Self-Improving Coding Agents

Author: Addy Osmani

Summary
The most productive use of AI coding agents isn't watching them work—it's setting them up to work autonomously while you do something else. This article explores the patterns, strategies, and safeguards for building continuous coding loops that improve themselves over time.

The Vision: Agents That Work While You Sleep

The ultimate promise of AI coding agents isn't faster pair programming—it's autonomous productivity. Imagine describing a feature, going to bed, and waking up to a completed, tested, and reviewed pull request. We're not fully there yet, but the patterns for getting close already exist.

Self-improving coding agents work in continuous loops: they write code, test it, analyze failures, fix issues, and iterate—without human intervention. The key is setting up the right structure so these loops converge on correct solutions rather than spinning endlessly.

The "Ralph Wiggum" Technique

One of the most effective strategies for autonomous coding agents has an unlikely name. The "Ralph Wiggum" technique (a reference to the Simpsons character who succeeds through persistent, incremental effort) is about breaking complex tasks into tiny, independently verifiable steps.

Why Tiny Steps Work

Large tasks have compounding error rates. If each step in a 10-step task has a 90% success rate, the overall success rate is only 35%. But if you break that same task into 20 smaller steps, each with a 98% success rate, overall success climbs to 67%. And critically, failures are caught early and corrected before they cascade.

The Pattern in Practice

Instead of asking an agent to "implement user authentication," break it down:

Create the user model with email and hashed password fields
Write a test for user creation
Implement the user creation function
Run tests and verify they pass
Create the login endpoint
Write a test for successful login
Write a test for failed login
Implement the login logic
Run all tests
Add session management
...and so on

Each step is small enough that the agent can complete it reliably, and each step is independently verifiable. If step 6 fails, you know exactly where the problem is, and the agent can focus its attention on a small, well-defined fix.
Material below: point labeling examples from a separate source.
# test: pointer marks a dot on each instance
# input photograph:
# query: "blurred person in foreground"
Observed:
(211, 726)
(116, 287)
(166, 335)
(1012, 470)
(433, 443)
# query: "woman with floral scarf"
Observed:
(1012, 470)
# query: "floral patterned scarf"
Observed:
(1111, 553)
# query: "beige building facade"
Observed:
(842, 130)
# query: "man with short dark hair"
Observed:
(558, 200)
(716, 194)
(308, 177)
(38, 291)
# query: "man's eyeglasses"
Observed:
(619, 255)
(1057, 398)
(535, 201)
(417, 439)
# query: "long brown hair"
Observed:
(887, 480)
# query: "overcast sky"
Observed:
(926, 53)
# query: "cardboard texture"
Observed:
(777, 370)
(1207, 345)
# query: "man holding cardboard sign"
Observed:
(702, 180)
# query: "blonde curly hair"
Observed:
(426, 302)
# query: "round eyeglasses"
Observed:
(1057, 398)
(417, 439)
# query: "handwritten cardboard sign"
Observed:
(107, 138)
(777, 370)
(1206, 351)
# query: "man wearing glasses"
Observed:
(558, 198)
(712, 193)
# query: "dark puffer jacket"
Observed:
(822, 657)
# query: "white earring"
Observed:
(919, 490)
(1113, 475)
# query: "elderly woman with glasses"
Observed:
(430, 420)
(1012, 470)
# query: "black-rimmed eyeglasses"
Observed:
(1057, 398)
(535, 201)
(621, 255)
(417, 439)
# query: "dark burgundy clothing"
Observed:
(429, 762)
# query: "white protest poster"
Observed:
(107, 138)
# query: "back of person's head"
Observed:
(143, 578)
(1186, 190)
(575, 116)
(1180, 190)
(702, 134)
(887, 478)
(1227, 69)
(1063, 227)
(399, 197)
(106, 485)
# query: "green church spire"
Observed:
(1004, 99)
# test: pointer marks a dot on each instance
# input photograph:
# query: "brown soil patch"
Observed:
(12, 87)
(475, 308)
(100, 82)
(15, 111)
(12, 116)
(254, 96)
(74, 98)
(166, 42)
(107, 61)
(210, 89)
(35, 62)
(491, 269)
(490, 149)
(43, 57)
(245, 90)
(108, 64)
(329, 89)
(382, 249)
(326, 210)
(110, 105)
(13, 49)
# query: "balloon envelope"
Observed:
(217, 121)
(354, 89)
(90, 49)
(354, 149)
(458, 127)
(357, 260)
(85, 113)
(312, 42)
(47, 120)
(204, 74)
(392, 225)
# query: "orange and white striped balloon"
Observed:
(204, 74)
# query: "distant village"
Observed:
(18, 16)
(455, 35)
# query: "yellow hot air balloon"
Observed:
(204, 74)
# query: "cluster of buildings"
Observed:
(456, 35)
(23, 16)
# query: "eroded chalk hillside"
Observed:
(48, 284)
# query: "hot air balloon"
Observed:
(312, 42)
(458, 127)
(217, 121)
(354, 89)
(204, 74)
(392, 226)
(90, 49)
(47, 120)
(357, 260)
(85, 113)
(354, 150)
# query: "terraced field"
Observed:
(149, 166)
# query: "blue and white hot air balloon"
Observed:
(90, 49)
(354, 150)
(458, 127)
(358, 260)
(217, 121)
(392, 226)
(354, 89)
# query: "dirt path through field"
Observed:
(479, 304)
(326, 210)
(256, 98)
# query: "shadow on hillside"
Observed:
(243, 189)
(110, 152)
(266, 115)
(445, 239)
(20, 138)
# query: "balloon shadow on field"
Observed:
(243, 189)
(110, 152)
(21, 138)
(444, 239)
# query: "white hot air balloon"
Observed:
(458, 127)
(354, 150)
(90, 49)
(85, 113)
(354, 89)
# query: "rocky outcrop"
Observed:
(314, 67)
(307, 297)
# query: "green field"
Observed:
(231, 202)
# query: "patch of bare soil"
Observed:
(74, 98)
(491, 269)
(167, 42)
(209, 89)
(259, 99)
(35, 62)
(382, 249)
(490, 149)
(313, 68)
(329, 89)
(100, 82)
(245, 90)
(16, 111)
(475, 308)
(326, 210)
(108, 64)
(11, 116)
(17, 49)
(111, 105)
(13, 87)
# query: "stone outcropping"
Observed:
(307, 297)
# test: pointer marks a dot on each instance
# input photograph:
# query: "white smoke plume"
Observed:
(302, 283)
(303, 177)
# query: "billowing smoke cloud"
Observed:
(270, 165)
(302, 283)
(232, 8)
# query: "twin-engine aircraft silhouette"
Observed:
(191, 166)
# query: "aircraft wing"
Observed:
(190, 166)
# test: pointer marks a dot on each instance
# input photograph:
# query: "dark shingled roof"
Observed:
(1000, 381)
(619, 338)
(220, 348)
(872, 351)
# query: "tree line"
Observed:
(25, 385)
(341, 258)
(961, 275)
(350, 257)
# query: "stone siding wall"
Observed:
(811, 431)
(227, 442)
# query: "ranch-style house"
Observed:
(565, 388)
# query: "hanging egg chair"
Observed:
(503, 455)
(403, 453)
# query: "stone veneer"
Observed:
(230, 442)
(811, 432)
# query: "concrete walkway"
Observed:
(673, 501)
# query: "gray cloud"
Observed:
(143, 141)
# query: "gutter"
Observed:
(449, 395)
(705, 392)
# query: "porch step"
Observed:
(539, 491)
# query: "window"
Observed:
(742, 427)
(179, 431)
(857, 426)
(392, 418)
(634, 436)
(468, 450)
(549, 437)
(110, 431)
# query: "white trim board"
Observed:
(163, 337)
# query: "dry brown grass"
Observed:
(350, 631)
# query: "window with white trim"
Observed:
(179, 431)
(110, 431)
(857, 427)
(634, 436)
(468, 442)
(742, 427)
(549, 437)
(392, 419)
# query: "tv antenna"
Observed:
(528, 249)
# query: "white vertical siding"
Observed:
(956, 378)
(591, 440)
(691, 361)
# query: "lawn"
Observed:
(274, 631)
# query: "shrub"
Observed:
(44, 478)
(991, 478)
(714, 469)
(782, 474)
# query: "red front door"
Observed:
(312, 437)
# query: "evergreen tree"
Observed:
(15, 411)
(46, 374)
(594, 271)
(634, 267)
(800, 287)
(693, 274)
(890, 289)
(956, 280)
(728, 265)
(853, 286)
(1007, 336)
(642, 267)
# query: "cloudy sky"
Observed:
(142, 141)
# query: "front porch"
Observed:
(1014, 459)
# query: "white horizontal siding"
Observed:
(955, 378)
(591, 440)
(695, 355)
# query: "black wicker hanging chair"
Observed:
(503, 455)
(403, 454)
Verification at Every Step

The critical element is that every step includes its own verification:

After writing code: run linters and type checkers
After implementing logic: run the relevant tests
After making changes: verify the full test suite still passes
After each micro-task: confirm the system is in a known-good state

This continuous verification is what transforms a sequence of AI operations into a reliable engineering process.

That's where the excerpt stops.